Eleanor Wilkinson (Martha Duncan)

Iowa State’s own WOI had a number of radio shows for homemakers, including the popular “Homemaker’s Half Hour.”  The WOI Radio and Television Administrative Records (RS 5/6/3) here at the University Archives has a variety of documents from the program, including scripts, interviews and recipes.  “Homemaker’s Half Hour” programming director for many years, Eleanor Wilkins (known as Martha Duncan on radio), worked in the food and nutrition department of ISU when she started at WOI in 1938.  An interesting folder in the WOI Radio and Television Administrative Records (RS 5/6/3) contains letters written to Duncan from women who had been educated in home economics.  They wrote of how their education had influenced their careers and lives. These letters were for a program she was planning on careers.  When Martha Duncan retired as host of the program in 1966, the “Homemakers Half Hour” also ended its continuous run since 1925.

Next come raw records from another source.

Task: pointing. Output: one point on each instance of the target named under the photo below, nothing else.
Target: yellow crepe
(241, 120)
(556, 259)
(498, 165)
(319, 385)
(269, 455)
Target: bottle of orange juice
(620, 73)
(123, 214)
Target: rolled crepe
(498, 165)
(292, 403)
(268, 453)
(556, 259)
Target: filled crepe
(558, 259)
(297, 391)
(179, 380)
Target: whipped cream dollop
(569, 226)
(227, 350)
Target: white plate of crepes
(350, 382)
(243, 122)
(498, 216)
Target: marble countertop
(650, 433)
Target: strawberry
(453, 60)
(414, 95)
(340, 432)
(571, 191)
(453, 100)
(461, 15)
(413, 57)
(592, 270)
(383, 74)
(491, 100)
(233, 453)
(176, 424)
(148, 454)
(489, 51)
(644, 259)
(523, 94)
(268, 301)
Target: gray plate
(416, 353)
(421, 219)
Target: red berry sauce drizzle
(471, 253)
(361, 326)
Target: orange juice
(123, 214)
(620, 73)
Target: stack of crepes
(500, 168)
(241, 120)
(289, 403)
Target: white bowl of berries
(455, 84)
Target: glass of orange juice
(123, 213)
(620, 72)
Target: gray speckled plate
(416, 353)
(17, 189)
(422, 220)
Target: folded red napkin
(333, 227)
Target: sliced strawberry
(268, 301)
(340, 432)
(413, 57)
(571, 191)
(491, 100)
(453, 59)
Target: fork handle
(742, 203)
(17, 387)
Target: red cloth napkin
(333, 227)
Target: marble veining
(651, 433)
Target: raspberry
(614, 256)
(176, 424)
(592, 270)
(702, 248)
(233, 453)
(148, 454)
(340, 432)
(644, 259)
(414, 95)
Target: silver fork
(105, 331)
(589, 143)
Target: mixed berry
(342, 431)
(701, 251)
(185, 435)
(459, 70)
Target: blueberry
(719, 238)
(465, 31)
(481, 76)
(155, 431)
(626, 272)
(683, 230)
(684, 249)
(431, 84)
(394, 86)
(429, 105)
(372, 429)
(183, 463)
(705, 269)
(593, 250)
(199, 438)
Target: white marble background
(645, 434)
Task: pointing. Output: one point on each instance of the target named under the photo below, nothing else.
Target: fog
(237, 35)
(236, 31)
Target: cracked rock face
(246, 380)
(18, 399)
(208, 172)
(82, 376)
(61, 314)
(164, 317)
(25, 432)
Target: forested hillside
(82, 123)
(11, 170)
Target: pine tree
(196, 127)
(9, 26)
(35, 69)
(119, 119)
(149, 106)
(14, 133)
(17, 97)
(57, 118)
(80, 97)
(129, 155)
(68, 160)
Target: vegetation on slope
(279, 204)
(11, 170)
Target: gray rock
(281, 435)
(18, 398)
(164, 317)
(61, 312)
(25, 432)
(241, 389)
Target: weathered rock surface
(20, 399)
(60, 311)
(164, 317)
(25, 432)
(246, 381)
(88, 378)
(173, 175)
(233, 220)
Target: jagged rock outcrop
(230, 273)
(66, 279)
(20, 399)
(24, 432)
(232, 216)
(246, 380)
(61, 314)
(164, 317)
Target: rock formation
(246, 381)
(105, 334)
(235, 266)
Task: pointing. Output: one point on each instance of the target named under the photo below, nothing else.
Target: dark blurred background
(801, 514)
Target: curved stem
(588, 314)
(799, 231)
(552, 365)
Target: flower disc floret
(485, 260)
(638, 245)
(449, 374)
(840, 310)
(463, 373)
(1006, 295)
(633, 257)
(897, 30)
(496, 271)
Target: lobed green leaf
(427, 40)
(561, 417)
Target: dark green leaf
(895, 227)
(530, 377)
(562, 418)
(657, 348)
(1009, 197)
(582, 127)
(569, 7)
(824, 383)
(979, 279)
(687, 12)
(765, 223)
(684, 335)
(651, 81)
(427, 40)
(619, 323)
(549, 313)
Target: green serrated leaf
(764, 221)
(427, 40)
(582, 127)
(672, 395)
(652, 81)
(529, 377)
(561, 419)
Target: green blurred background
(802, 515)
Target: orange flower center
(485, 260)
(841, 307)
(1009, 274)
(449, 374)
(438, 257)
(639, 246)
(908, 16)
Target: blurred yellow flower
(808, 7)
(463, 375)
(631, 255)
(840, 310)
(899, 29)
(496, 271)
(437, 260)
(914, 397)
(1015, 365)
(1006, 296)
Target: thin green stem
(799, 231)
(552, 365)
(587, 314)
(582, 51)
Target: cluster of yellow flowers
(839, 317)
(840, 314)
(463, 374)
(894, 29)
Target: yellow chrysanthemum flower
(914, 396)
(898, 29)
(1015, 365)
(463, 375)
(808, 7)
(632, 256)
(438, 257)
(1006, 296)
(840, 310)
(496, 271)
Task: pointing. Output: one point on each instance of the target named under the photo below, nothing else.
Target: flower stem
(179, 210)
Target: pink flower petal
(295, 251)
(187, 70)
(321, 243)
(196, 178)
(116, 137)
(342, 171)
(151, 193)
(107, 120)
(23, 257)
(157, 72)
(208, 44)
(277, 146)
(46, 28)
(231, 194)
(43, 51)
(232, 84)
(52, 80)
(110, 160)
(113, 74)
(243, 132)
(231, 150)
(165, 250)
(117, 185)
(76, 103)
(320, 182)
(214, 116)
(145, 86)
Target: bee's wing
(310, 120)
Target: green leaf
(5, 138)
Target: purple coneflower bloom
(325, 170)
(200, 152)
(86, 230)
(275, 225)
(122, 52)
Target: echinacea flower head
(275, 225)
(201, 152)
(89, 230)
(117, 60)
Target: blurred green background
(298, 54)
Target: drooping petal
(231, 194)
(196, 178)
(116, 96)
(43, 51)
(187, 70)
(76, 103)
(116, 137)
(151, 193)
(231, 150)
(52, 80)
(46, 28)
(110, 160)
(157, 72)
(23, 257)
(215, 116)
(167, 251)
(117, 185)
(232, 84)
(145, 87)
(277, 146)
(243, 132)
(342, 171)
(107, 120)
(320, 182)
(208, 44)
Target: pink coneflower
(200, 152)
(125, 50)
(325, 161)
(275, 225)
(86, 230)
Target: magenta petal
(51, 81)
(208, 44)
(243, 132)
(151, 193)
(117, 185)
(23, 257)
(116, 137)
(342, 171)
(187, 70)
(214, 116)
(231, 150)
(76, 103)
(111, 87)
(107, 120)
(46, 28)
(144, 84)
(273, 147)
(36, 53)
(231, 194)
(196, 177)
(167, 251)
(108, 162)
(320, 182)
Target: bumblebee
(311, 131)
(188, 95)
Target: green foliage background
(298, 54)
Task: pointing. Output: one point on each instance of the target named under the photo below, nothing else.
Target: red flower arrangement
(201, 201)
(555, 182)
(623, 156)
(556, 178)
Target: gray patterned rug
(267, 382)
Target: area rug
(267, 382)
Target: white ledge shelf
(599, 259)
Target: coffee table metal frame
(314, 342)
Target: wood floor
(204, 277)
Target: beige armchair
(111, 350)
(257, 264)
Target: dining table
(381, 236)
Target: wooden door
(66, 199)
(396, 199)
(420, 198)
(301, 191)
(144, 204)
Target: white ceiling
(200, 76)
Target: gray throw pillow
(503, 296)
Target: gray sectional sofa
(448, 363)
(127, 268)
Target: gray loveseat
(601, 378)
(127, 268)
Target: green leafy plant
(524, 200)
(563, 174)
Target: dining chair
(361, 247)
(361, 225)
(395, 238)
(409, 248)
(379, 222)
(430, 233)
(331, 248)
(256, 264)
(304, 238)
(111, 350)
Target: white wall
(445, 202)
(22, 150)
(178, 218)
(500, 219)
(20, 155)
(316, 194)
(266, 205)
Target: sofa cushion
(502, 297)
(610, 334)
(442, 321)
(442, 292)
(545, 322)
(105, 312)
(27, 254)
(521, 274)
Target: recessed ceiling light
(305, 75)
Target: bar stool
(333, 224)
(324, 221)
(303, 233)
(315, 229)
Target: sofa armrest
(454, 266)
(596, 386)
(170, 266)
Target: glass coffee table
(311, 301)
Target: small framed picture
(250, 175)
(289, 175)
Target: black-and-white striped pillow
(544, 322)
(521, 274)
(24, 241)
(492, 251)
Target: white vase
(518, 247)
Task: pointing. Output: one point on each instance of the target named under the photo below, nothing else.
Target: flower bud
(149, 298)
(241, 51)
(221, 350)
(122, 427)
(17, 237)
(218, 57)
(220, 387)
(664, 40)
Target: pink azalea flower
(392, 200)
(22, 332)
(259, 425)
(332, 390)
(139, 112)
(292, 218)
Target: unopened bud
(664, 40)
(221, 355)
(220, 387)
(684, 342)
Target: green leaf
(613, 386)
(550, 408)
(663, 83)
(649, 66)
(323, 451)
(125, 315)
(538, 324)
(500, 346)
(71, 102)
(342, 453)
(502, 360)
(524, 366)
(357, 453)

ISU home economics class from 1953.

In addition to producing radio shows for homemakers through WOI, Iowa State University had another important contribution to the radio shows and homemakers through its programs of study, such as home economics (now more commonly known as Family and Consumer Science), first taught as Domestic Economy in 1872.  Women graduating with a degree in home economics contributed valuable guidance to the people of Iowa and the nation in the area of home economics.

In honor of Women’s History Month, or just to learn more about radio programs for homemakers in Iowa, come visit the Special Collections Department.  We have some collections (RS 5/6/3 and RS 10/12/3)  and  and rare books related to these programs, in addition other homemaker related collections (such as MS-60).